Silk Road Glass in Korea

Date: 

Friday, September 30, 2011, 9:00am to 5:00pm

Location: 

S153, CGIS South Building, 1730 Cambridge Street, Cambridge, MA 02138

Early Korea Project workshop

 

People Involved:
James Lankton
Kim Kyu Ho
Kwon Oh Young
Lee Insook

Contact Person: Mark Byington

Sponsored by: Northeast Asian History Foundation

This workshop will bring new attention to how the study of ancient glass, including scientific analysis, can inform what we know about the past and suggest new questions, approaches, and interpretations of how technology and society changed and developed in the early states of Korea.

The Korean peninsula extends from the Eurasian mainland, attached to what is now northern China but surrounded on its long coastline by open water. While many Korean and Chinese scholars, and certainly such standard texts as the Samguk sagi (12th c.) and Samguk yusa (13th c.), would emphasize the attachment to China, new types of archaeological evidence demand a fundamental reassessment of the cultural influences that were important in the formation of early Korean identity and statehood. An essential part of this new evidence comes from the careful study, including quantitative scientific analysis, of glass objects found at Korean archaeological sites. We suggest that this glass evidence remains under-appreciated among historians and archaeologists working in Korea, in part because there are so few experts on early glass in Korea, and in part because of the traditional divide between Korean humanities-based archaeology and contemporary science-based archaeological investigations.

Recent work has shown that while the earliest glass found on the Korean peninsula (late 3rd to early 2nd c. BCE) indicates a strong link to mainland glass technology, by the turn of the 1st millennium BCE/CE the picture was changing to glass, mostly beads, with a chemical composition matching that produced in South and Southeast Asia. The massive quantities of glass beads found at Korean sites, and the privileged place often given, as indicated by deposition in prestige graves, begin to indicate the importance of beads in developing Korean societies. At the same time, because glass is well preserved in the acid Korean soils, the excavated glass is often the best remaining evidence for the types of external contacts, with concomitant flow of people and ideas, between early ‘Koreans’ and the wider world. Based on our studies so far, these contacts were both by sea, along the maritime Silk Routes, and by land, either via the well known oasis routes around the Taklamakan Desert, or via the less-studied steppe routes far to the north.

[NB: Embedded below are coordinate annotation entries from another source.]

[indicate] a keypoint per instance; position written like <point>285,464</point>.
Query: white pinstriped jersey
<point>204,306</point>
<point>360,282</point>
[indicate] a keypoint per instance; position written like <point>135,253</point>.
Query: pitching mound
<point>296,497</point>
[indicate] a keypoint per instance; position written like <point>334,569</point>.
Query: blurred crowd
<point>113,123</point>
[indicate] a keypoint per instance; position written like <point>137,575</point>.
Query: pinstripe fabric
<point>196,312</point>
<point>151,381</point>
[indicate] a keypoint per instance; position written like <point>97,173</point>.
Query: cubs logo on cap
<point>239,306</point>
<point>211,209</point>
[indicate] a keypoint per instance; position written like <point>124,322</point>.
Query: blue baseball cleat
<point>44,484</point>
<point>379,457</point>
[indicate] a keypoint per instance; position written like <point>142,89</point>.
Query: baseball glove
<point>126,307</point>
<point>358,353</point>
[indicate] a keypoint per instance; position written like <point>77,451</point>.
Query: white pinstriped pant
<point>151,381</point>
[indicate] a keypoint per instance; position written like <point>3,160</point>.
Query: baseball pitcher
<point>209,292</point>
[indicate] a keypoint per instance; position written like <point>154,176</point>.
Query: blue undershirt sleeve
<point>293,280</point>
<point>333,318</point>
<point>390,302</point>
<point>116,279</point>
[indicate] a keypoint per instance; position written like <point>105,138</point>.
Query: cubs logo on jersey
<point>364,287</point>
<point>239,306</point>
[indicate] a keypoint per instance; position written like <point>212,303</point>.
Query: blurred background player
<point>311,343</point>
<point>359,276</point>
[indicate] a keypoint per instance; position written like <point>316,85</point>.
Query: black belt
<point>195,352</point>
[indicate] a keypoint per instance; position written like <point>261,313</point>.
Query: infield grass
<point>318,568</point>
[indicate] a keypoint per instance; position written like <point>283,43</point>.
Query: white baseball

We have proposed this workshop, sponsored by the Early Korea Project at Harvard University, as a starting point for a wider investigation, presentation and interpretation of the glass evidence found in Korea. Our working title is ‘Silk Road glass in Korea,’ and we hope to produce a volume, to be published in both English and Korean, that will bring new attention to how glass study, including scientific analysis, can inform archaeology and suggest new questions, approaches and interpretations. Our goals for the workshop are to present our current thoughts and the state of our research to a scholarly audience, with the expectation that outside opinions will greatly benefit our thinking, both in terms of helping us to clarify points that remain poorly articulated, and to supplement our understanding of early production and exchange systems.

The four speakers at the workshop will be Insook Lee, former Director of the Busan Museum, providing a general background to Silk Road glass in Korea and an overview of early glasses in Korean archaeology; Oh Young Kwon, Director of the Hanshin University Museum, speaking on the historical and archaeological contexts of Korean during the Three Kingdoms Period; Gyu Ho Kim, Professor of Conservation Science at Gongju National University, reviewing early primary glass production in Korea; and James Lankton, Senior Research Associate at the UCL Institute of Archaeology, telling some of the ‘Silk Road stories’ of glass beads and vessels, revealed through the chemical compositional analysis of glass found in Korea.